Description of problem:
The panic is due to a failed J_ASSERT assertion at line 227 of
fs/jbd/transaction.c in function journal_start().
	J_ASSERT(handle->h_transaction->t_journal == journal);
The jist of the problem is that while a new ext3 inode was being created
(transaction #1, inode #1), an attempt to allocate dynamic kernel heap memory
(for the new in-memory inode) from the inode kmem cache initiated the attempted
expansion of this cache by slab pages.  the expansion attempt finding no free
pages, initiated memory rea/shrink/prune actions which cause some other ext3
inode to be deleted as a result of trying to prune the dcache.  The attempt to
delete the second inode initiated the creation of a second transaction before
the first one had completed.  It is suspected that ext3 is not designed to
handle embedded transactions within the same process.
Since this is all occurring within the context of a single "cp" process, the
J_ASSERT fails when it tries to assert equivalence between the address of the
data structures for the first and second transactions.  
A possible fix is to change the call to kmem_chcahe_alloc() in the inode_alloc()
macro called from get_empty_inode() in fs/inode.c to use GFP flags of GFP_NOFS
instead of GFP_KERNEL.  The lack of the __GFP_FS flag in the GFP flags parameter
to shrink_dcache_memory() will force shrink_dcache_memory() to return without
trying to prune the dcache and possibly free (and delete) inodes.
The kernel call stack is below:
journal_start
start_transaction
ext3_delete_inode
iput_free
dentry_iput
dput
prune_dcache
shrink_dcache_memory
do_try_to_free_pages
_wrapped_alloc_pages
__alloc_pages
_alloc_pages
__get_free_pages
kmem_cache_grow
kemem_cache_alloc
get_empty_inode
ext3_new_inode
ext3_create
dentry_open

Version-Release number of selected component (if applicable):


How reproducible:
Sometimes

Steps to Reproduce:

    Run heavy I/O against ext3 filesystems.
T

Additional info:

Comment 1 Arjan van de Ven 2003-02-28 19:48:42 UTC
what modules are in use?

Comment 2 Stephen Tweedie 2003-02-28 20:50:33 UTC
Which kernel version exactly was this, and can you please post the full OOPS?

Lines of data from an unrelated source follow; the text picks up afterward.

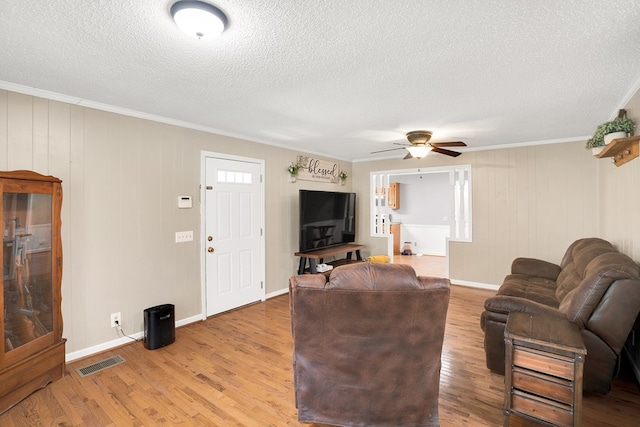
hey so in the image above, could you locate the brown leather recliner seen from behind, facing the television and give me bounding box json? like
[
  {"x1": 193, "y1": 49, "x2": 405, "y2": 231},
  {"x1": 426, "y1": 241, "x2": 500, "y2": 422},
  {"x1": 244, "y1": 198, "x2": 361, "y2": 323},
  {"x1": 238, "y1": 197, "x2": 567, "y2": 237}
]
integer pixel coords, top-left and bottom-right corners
[{"x1": 289, "y1": 262, "x2": 450, "y2": 426}]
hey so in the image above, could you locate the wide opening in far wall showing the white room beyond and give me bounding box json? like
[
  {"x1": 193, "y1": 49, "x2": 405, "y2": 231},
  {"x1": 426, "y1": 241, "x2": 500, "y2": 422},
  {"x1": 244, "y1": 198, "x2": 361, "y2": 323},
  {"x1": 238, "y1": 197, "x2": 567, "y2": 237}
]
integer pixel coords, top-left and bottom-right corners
[{"x1": 370, "y1": 165, "x2": 472, "y2": 275}]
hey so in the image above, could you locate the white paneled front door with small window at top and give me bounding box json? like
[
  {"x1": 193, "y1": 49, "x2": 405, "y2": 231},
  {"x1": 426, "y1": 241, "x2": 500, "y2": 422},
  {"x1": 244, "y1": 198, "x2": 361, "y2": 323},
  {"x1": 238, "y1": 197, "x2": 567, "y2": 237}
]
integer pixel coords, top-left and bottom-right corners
[{"x1": 204, "y1": 157, "x2": 265, "y2": 316}]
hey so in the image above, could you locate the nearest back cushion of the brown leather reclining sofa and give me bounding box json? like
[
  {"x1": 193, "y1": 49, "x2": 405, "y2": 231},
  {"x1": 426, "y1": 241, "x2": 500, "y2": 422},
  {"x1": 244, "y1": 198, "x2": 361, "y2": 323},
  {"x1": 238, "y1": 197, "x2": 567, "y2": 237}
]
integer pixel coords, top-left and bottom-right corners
[{"x1": 558, "y1": 252, "x2": 640, "y2": 329}]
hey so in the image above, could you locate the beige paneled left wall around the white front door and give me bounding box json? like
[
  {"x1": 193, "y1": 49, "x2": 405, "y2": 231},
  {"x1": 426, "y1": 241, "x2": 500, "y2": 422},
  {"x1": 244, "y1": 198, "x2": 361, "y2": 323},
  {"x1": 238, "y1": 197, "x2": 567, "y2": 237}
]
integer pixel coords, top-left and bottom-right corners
[{"x1": 0, "y1": 90, "x2": 352, "y2": 355}]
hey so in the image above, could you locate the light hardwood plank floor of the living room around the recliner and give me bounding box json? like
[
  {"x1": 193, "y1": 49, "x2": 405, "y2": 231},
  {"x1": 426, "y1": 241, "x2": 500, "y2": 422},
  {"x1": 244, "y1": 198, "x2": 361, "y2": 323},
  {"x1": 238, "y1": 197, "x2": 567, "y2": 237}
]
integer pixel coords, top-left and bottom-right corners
[{"x1": 0, "y1": 268, "x2": 640, "y2": 427}]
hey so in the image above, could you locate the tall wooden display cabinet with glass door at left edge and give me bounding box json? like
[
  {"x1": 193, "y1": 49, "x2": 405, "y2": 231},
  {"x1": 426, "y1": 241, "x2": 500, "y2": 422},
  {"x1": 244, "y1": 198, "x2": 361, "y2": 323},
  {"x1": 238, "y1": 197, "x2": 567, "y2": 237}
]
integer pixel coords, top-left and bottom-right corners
[{"x1": 0, "y1": 171, "x2": 65, "y2": 413}]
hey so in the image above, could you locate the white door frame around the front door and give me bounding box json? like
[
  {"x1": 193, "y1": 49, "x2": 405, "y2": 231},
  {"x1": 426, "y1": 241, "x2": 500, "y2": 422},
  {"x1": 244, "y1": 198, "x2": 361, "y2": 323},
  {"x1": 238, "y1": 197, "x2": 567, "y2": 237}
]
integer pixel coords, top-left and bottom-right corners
[{"x1": 199, "y1": 151, "x2": 267, "y2": 320}]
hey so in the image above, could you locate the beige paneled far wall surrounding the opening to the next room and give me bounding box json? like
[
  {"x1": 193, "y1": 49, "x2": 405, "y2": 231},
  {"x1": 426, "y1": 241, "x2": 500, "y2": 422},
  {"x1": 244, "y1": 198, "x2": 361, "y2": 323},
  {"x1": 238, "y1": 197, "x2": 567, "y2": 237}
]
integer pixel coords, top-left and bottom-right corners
[{"x1": 354, "y1": 142, "x2": 598, "y2": 285}]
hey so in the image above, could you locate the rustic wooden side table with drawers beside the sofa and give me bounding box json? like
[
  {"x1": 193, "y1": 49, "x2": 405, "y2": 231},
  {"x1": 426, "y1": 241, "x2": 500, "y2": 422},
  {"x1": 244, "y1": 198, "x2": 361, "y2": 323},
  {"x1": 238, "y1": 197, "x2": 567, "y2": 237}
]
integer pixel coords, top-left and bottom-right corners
[{"x1": 504, "y1": 312, "x2": 587, "y2": 427}]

Comment 3 Heather Conway 2003-02-28 22:04:13 UTC
The kernel being used is 2.4.9-e.12smp with the debugger enabled.  (Ed, Jimmy, 
please correct me if that is incorrect.)

kdb lsmod listing of modules loaded at time of panic are as follows:
----------------------------------------------------
iscsi
autofs
eepro100
appletalk
ipx
ipchains
emcppn	(EMC PowerPath module)
emcpmpc	(EMC PowerPath module)
emcpmp	(EMC PowerPath module)
sg
emcp		(EMC PowerPath module)
usb-ohci
usbcore
ext3
jbd
qla2300
aic7xxx
sd_mod
scsi_mod


Comment 4 Heather Conway 2003-02-28 22:05:59 UTC
Ed is actually doing the debugging on this system and has been in kdb.  Is 
there a way to grab the oops data from kdb?  If so, what is it?

Also, Ed just noticed that the i_dev field of the 2nd inode (the one being 
deleted at the top of the call stack) has an i_dev value which indicates it is 
for a file object on one of our (EMC PowerPath) managed disks.  This is the 
first indication that he has seen that PowerPath may be involved in the problem.

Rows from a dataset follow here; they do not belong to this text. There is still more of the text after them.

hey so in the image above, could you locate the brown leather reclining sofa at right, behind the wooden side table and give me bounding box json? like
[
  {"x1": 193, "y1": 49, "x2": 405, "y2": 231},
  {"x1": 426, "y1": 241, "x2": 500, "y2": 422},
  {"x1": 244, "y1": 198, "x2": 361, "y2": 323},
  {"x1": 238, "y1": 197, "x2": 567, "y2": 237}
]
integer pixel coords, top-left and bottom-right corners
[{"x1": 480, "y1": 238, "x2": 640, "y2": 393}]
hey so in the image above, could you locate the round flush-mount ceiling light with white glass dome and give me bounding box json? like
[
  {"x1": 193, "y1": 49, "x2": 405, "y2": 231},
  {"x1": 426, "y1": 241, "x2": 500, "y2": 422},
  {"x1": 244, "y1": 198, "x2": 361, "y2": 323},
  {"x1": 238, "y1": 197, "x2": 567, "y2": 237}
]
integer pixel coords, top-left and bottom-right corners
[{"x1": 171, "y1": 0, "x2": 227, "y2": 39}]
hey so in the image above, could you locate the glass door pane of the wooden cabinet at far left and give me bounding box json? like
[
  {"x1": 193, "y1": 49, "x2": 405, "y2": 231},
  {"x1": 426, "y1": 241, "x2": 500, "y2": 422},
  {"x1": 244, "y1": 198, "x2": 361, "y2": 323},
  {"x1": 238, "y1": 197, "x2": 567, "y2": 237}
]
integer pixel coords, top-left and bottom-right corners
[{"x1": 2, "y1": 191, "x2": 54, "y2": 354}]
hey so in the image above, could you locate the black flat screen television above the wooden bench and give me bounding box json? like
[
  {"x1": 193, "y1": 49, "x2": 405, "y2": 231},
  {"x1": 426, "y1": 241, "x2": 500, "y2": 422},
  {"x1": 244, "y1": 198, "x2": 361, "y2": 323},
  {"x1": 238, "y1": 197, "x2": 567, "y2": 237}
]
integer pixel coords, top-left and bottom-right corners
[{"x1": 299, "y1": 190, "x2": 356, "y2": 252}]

Comment 6 RHEL Program Management 2007-10-19 19:25:18 UTC
This bug is filed against RHEL2.1, which is in maintenance phase.
During the maintenance phase, only security errata and select mission
critical bug fixes will be released for enterprise products.  Since
this bug does not meet that criteria, it is now being closed.

For more information of the RHEL errata support policy, please visit:
http://www.redhat.com/security/updates/errata/

If you feel this bug is indeed mission critical, please contact your
support representative.  You may be asked to provide detailed
information on how this bug is affecting you.